In concrete terms, Daimler said this meant it would sell its 30% stake in the Iranian Diesel Engine Manufacturing company and withdraw an application to export commercial vehicles for civilian use to Iran.
"In general, our business activities with Iran will now be limited to meeting our existing contractual obligations and continuing our cooperation with established customers," Zetsche said.
"I would like to take this opportunity to particularly stress that none of these measures are directed against the Iranian people. However, the policies of the current Iranian leadership have compelled us to put our business relationship with that country on a new footing."
Germany's international partners have heaped on pressure for it to loosen its strong business ties with Iran amid concern about the Islamic republic's nuclear activities, which the West suspects are aimed at developing nuclear weapons.
Germany's two largest insurance companies, Allianz and Munich Re, said in February they would stop doing business in Iran, while industrial giant Siemens said in January that it too was pulling out.

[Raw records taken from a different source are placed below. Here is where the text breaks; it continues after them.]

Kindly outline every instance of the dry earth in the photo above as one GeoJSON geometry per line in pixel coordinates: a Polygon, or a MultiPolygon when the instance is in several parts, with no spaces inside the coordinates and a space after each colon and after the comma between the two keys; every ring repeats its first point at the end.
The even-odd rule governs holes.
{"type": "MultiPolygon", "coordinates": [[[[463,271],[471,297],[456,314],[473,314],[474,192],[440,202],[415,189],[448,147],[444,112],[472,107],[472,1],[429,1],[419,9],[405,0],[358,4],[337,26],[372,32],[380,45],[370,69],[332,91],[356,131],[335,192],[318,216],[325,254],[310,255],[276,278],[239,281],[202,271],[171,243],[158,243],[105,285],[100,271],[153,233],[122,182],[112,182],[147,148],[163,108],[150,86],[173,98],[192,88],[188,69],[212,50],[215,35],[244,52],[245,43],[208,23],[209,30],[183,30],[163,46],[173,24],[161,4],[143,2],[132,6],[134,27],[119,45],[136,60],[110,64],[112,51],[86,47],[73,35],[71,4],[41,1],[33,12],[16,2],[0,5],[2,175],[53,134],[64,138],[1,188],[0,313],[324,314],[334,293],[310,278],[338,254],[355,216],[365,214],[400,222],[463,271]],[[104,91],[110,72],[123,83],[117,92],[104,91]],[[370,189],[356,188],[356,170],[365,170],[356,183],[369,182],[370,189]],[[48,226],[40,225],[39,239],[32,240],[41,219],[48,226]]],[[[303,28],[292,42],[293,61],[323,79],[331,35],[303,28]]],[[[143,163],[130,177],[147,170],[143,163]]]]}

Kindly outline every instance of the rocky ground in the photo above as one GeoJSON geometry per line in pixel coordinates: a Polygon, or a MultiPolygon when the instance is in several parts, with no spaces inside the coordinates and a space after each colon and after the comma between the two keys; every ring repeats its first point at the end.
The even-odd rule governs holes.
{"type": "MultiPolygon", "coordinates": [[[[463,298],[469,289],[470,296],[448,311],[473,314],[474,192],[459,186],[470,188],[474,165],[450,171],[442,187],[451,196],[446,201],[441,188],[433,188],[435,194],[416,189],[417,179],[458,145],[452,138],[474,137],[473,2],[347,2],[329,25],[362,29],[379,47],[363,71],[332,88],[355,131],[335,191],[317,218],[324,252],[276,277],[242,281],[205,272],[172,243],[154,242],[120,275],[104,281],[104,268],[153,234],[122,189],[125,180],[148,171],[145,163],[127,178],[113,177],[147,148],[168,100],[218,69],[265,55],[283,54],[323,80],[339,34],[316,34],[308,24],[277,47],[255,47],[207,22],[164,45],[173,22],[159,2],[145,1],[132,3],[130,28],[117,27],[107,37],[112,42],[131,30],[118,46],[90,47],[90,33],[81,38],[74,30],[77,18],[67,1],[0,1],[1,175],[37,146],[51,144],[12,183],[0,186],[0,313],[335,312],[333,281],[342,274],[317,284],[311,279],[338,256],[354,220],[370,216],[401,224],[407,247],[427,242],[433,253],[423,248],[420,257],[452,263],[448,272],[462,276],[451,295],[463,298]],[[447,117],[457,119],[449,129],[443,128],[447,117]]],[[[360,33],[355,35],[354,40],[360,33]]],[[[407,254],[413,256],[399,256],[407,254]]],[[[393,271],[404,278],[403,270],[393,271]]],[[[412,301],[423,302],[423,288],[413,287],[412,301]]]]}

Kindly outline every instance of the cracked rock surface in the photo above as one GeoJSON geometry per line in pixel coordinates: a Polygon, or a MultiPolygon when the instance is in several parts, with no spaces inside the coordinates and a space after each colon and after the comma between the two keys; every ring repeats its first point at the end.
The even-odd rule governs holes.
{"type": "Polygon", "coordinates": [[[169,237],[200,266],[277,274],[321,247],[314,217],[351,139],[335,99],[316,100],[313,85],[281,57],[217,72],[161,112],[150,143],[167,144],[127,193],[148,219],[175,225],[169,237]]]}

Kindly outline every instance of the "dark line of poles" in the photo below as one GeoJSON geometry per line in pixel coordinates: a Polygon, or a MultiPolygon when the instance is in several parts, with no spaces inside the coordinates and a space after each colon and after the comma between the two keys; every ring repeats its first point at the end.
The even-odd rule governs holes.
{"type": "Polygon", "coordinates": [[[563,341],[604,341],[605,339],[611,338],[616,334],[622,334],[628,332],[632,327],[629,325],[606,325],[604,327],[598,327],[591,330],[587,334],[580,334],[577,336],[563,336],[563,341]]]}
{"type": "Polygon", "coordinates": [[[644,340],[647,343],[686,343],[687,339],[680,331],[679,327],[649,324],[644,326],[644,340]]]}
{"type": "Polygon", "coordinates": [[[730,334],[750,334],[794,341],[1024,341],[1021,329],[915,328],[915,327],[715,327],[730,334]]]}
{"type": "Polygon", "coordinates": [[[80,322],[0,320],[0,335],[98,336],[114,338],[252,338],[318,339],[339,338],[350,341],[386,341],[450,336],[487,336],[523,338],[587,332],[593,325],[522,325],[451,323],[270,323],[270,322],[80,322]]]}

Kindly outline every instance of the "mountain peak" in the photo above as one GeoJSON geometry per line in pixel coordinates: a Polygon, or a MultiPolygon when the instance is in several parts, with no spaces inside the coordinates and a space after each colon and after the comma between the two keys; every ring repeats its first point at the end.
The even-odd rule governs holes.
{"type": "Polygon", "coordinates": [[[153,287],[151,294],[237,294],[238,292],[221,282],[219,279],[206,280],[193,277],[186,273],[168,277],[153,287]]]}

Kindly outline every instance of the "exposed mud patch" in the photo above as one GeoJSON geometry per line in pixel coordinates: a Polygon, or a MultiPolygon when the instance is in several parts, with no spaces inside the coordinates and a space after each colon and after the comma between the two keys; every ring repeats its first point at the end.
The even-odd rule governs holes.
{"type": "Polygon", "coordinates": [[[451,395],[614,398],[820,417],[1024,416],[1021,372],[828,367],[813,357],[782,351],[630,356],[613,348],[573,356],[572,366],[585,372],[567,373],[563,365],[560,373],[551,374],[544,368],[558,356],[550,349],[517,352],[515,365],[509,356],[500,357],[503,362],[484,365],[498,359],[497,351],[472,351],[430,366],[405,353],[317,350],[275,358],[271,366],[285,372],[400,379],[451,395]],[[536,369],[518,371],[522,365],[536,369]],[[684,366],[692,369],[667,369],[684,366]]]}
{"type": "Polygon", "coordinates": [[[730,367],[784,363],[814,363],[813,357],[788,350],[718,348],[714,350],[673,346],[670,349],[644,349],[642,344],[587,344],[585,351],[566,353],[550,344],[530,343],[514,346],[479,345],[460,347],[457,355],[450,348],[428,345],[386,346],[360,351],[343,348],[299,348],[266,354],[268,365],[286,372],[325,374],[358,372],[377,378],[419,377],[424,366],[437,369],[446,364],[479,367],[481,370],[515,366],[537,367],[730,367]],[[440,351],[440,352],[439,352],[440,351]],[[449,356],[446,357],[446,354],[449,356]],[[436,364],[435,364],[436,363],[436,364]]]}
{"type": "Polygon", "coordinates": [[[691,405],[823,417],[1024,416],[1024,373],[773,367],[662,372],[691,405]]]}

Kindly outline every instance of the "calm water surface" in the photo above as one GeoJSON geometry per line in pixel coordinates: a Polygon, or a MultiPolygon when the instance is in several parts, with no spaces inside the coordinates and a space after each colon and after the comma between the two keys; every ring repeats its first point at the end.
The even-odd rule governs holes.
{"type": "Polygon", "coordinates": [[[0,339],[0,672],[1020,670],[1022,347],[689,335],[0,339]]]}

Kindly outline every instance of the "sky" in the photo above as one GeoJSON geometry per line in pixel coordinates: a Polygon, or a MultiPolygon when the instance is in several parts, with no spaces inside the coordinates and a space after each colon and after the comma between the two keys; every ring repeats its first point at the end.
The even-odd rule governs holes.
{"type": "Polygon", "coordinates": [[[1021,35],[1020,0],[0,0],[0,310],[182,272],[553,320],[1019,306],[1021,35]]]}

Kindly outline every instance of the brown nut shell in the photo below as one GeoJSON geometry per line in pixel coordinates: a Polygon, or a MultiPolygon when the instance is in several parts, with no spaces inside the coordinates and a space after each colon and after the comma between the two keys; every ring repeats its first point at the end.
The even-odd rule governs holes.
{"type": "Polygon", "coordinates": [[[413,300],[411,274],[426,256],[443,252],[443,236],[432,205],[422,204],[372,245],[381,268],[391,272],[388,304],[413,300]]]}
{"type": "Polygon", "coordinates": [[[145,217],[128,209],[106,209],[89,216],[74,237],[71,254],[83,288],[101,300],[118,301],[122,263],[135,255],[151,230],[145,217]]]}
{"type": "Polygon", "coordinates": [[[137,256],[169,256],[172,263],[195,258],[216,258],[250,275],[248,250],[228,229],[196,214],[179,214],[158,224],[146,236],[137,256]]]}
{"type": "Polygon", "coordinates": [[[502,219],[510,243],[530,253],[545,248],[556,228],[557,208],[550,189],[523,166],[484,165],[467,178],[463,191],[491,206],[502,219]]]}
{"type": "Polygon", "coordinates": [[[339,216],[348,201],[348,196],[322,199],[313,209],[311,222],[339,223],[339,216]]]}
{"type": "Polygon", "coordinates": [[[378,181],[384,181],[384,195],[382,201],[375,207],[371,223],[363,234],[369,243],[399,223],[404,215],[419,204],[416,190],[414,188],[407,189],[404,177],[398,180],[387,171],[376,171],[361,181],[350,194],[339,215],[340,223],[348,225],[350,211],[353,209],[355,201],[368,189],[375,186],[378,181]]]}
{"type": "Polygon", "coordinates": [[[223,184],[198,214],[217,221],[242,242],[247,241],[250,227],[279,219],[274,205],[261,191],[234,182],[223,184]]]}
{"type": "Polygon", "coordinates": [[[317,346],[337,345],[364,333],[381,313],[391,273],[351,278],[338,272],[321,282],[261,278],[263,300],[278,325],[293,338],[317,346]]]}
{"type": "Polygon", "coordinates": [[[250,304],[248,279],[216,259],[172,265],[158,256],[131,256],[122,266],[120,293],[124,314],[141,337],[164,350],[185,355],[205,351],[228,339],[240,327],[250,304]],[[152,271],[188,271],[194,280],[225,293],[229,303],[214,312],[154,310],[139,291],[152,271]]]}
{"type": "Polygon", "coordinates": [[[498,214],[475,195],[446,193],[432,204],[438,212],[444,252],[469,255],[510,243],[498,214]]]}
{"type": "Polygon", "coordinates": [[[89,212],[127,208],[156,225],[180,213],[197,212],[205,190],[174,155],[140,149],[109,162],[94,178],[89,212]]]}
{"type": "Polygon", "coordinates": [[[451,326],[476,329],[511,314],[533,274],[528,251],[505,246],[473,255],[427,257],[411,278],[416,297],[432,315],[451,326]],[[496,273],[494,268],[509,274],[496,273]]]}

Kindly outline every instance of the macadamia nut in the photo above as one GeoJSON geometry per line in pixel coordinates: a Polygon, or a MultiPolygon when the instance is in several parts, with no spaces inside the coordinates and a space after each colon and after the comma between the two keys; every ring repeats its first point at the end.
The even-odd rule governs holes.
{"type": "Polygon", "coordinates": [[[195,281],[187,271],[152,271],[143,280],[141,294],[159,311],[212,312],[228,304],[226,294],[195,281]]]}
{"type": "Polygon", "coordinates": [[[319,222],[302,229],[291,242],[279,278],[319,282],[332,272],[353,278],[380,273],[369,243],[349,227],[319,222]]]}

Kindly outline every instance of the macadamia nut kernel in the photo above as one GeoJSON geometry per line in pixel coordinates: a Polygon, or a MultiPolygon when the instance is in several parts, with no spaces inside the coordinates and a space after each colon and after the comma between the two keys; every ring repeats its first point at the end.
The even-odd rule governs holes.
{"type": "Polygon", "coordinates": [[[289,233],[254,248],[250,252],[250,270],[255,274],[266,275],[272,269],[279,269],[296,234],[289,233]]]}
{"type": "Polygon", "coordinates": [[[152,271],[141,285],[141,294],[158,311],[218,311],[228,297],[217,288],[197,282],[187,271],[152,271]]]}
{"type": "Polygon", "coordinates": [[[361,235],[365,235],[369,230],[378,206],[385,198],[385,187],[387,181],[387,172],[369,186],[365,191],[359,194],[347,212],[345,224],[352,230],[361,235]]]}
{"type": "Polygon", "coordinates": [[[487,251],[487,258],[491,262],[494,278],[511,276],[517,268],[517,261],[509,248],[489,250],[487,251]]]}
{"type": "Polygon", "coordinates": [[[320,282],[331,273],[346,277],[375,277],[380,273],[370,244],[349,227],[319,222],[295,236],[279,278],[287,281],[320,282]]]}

But ties still remain strong. According to figures from the German statistics office, Germany exported 3.7 billion euros (US$5 billion) worth of goods to Iran in 2009, down from 4 billion euros in 2008.
In January, an Iranian industry official said in newspapers that Tehran had signed a one-billion-euro (US$1.44 billion)deal with an unnamed German firm to build 100 gas turbo-compressors.
Last month, exiled Iranian Nobel prizewinner Shirn Ebadi accused Siemens and Finnish telecoms firm Nokia of supplying the Iranian government with technology to monitor cell phone calls.